Bu yöntem toprağın tarım yapılan derinliğini çoğaltır. Her yıl tarlaya serilen artıklar ve yoncanın kökleri besin döngüsünü oluşturur. Bir kaç yıl içinde tarladaki organik madde artacak ve su tutma kapasitesi yükselecektir. Humus da artarak ürünleri besleyecektir. Mikoriza mantarları ve mikrobiyoloji de zaman içinde artarak dengesini bulacak ve azot döngüsüne yardım edecektir.
Kuru iklimlerde ilk senelerde sulama gerekebilir ama daha iyisi sulamaya ihtiyacı olmayan bir ürün seçmektir.
Çıplak tarlalarda başlangıçta samanla örterek malç yapılmalı. Daha sonra yonca ve ürün artıkları yeterli olacaktır.
Yabani hayatın tarlaya girmemesi için önlem alınmalıdır.

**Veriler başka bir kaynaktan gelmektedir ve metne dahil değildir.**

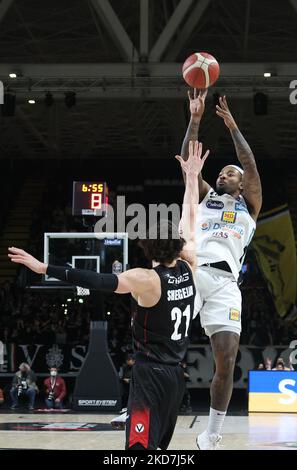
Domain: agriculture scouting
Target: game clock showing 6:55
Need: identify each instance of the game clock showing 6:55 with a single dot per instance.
(89, 198)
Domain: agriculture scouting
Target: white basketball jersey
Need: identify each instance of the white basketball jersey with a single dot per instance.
(224, 230)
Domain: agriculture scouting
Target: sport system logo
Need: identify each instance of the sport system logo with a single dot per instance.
(97, 402)
(1, 93)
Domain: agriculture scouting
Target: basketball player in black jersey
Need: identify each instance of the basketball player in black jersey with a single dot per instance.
(165, 297)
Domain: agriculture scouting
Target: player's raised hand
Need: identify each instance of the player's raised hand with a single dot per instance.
(224, 112)
(197, 102)
(195, 163)
(17, 255)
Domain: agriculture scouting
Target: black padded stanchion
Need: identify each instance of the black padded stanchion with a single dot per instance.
(97, 385)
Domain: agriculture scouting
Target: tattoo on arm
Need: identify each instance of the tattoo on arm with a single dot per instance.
(252, 190)
(191, 134)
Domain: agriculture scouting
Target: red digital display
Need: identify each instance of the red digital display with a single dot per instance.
(89, 198)
(96, 201)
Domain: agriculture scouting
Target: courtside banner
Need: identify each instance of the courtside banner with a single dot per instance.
(274, 245)
(272, 391)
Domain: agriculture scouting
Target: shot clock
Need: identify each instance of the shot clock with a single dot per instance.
(89, 198)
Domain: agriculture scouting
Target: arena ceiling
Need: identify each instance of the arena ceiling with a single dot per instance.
(123, 61)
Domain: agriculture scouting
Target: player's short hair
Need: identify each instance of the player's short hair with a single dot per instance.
(166, 246)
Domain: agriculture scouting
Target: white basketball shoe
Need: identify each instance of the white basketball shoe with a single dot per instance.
(207, 441)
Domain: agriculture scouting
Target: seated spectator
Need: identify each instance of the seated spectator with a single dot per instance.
(1, 397)
(23, 384)
(55, 390)
(125, 376)
(280, 365)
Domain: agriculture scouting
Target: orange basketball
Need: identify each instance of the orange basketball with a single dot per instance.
(201, 70)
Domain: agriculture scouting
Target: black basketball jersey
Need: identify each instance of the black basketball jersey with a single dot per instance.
(161, 333)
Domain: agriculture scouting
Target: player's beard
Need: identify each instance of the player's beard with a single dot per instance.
(221, 190)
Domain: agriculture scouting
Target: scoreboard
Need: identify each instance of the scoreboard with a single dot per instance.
(89, 198)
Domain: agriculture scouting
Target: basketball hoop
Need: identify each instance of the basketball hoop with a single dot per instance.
(82, 291)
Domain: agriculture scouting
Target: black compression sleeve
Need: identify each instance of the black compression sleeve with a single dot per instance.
(84, 278)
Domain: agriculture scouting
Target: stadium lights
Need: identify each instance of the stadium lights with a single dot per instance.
(15, 74)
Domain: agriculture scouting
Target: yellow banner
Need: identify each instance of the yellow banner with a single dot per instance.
(275, 249)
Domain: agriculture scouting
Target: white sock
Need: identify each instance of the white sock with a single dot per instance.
(215, 421)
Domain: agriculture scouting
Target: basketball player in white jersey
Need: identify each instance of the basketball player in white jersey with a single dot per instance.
(225, 226)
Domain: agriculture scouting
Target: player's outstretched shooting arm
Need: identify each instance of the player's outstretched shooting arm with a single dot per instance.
(197, 107)
(252, 190)
(192, 168)
(136, 281)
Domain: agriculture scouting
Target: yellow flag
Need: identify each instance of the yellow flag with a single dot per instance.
(274, 245)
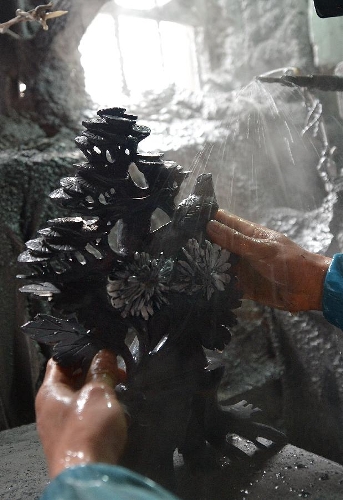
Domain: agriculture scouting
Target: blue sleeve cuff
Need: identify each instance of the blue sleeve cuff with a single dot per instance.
(333, 292)
(103, 482)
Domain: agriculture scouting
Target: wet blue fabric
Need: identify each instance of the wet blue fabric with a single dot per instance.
(103, 482)
(333, 292)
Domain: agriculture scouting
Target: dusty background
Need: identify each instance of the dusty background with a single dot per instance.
(291, 366)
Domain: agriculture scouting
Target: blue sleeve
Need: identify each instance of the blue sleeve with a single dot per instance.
(333, 292)
(103, 482)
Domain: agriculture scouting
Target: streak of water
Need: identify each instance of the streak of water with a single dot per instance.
(268, 153)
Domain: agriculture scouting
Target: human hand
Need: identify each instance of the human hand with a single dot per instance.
(79, 418)
(272, 270)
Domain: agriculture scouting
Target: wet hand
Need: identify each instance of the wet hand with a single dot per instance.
(79, 419)
(273, 270)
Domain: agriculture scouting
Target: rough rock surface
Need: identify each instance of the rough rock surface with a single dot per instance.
(287, 474)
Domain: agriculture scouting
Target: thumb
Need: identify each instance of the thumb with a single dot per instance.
(104, 369)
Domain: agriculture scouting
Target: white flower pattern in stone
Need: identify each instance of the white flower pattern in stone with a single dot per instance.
(140, 287)
(205, 268)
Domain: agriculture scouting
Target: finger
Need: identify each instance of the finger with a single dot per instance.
(231, 239)
(104, 369)
(56, 374)
(243, 226)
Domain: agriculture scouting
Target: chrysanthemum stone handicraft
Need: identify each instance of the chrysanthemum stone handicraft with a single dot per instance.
(156, 297)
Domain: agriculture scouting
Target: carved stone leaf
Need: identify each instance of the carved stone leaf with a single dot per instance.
(71, 342)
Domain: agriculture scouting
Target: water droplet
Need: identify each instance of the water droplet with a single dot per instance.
(304, 494)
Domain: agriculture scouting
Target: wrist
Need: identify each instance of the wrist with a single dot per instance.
(316, 274)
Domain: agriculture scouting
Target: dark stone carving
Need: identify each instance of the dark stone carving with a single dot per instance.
(169, 288)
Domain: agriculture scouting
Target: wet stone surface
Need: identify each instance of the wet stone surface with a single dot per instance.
(288, 474)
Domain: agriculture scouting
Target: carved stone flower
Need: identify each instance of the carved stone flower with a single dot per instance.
(141, 286)
(206, 267)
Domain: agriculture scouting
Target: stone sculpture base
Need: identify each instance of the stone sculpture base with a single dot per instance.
(288, 474)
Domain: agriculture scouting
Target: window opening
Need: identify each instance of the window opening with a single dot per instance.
(125, 54)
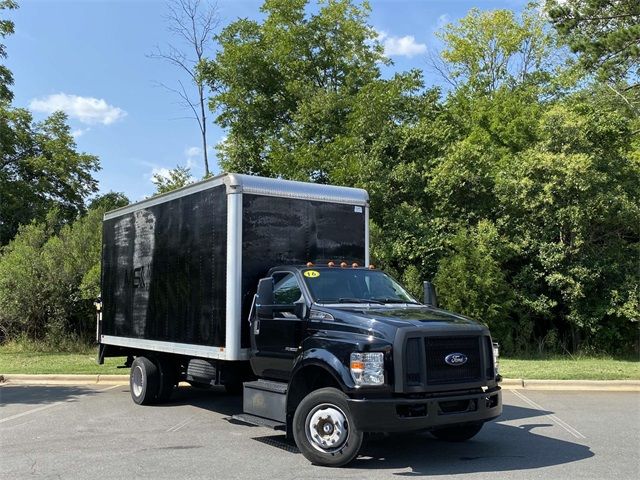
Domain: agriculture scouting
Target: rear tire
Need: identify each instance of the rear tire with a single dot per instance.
(144, 381)
(323, 428)
(233, 388)
(168, 379)
(200, 385)
(459, 433)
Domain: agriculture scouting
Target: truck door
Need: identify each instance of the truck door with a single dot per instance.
(276, 331)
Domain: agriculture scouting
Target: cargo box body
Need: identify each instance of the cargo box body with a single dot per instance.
(179, 270)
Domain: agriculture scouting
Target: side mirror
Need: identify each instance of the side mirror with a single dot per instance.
(265, 292)
(300, 310)
(430, 297)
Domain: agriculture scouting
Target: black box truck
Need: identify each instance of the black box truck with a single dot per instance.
(264, 286)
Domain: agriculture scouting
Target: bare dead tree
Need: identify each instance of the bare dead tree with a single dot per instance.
(192, 23)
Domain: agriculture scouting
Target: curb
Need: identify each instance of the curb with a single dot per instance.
(99, 379)
(575, 385)
(506, 384)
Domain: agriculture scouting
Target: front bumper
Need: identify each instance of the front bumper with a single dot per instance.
(407, 414)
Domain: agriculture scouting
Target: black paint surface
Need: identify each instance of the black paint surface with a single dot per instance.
(285, 231)
(164, 271)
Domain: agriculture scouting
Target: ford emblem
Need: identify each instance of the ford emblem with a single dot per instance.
(455, 359)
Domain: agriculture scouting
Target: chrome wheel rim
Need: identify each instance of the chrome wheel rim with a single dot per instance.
(137, 381)
(327, 428)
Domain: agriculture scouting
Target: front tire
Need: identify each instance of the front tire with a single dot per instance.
(323, 428)
(460, 433)
(144, 381)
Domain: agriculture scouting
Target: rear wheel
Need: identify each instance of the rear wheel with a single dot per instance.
(200, 385)
(323, 428)
(144, 381)
(459, 433)
(233, 388)
(168, 379)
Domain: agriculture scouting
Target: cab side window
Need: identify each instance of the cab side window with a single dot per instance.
(286, 290)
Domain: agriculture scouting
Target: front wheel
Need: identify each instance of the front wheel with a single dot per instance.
(459, 433)
(323, 428)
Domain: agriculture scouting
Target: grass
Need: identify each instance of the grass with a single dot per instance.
(58, 363)
(567, 368)
(20, 358)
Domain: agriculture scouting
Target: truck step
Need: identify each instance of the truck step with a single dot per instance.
(258, 421)
(268, 386)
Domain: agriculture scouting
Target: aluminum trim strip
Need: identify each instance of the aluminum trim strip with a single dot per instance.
(276, 187)
(188, 349)
(234, 273)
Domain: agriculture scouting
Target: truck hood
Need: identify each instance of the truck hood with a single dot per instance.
(406, 316)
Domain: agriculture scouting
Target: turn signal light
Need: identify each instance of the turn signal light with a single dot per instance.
(357, 365)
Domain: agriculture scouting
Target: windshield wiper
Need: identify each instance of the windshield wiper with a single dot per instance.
(359, 300)
(393, 300)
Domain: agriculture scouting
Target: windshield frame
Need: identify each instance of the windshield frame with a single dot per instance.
(347, 300)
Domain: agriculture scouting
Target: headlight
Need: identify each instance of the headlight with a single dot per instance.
(367, 368)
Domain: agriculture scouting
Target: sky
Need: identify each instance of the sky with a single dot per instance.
(89, 58)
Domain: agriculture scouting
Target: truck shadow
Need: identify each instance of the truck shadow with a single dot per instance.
(498, 447)
(41, 394)
(214, 399)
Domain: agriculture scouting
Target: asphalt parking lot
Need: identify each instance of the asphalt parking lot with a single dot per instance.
(98, 432)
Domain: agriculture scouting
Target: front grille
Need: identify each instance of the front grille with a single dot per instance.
(441, 373)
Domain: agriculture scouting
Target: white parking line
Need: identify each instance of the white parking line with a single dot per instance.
(110, 388)
(33, 410)
(178, 426)
(550, 416)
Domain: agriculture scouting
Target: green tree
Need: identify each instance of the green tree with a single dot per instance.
(472, 280)
(490, 49)
(6, 28)
(109, 201)
(176, 178)
(40, 169)
(48, 280)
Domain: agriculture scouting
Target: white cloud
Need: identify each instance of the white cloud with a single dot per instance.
(401, 46)
(160, 171)
(442, 21)
(79, 132)
(88, 110)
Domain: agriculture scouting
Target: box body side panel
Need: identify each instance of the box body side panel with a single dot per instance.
(164, 271)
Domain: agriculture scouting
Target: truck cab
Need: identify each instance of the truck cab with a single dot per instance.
(344, 350)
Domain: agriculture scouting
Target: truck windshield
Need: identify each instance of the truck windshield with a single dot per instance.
(337, 285)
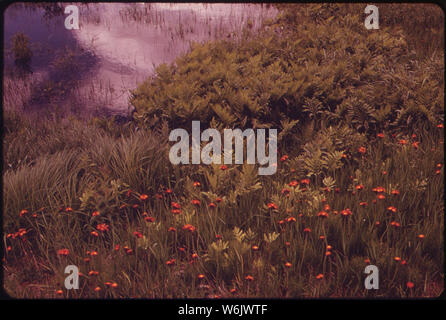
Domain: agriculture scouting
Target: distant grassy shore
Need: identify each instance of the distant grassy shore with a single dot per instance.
(360, 176)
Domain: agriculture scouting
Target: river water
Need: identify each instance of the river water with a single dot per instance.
(124, 41)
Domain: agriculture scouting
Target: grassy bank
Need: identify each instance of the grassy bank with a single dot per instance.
(360, 177)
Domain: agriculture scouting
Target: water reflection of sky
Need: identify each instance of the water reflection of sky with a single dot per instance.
(130, 39)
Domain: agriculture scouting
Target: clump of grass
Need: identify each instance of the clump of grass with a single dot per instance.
(360, 185)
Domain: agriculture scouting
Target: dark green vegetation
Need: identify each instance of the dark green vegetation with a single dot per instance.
(359, 181)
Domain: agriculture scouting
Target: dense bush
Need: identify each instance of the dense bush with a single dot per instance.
(359, 181)
(331, 72)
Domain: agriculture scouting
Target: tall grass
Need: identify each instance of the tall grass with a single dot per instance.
(351, 191)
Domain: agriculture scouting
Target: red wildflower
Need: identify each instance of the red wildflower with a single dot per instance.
(272, 205)
(23, 212)
(63, 252)
(138, 234)
(144, 197)
(176, 205)
(102, 227)
(293, 183)
(189, 227)
(322, 214)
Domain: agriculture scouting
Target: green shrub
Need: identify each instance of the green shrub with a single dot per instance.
(21, 49)
(326, 73)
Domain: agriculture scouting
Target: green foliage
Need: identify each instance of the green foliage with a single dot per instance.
(21, 49)
(205, 231)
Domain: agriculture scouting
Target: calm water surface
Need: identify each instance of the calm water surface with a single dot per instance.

Sonuçta çiftçi olarak belirli bir araştırma geliştirme yapmanız şart. Belki 1 dönüm arazide denemeler yapabilir ve YE ile KE türlerine karar verebilirsiniz. Harcayacağınız 2 yıl size 30 yıl kullanılacak bir bilgi verecek. Her 15 yılda bir de küresel ısınmadan dolayı tasarımda iyileştirme yapmak gerekebilir.
Fukuoka’nın iki kitabını da bir kaç yıl önce okumuştum, ama pratiğe dökemediğim için (malum şehir hayatı) unutmuşum bir hatırlatma oldu benim için, ayrıca yazınızı okurken yine Fukuoka’nın kitabında yaptığı bir tespit hatırıma geldi, bir başka konu ama Fukuoka Usulü Ekonomik Ürün Yetiştirme konusunda hayvancılık içinde tavsiyelede bulunuyor kendisi, mesela büyükbaş hayvan beslemenin maliyet açısından neredeyse zarar olduğunu bunun yerine mesela keçi yetiştirmenin karlı olduğundan filan bahsediyor, Fukuoka Okunası bir adam.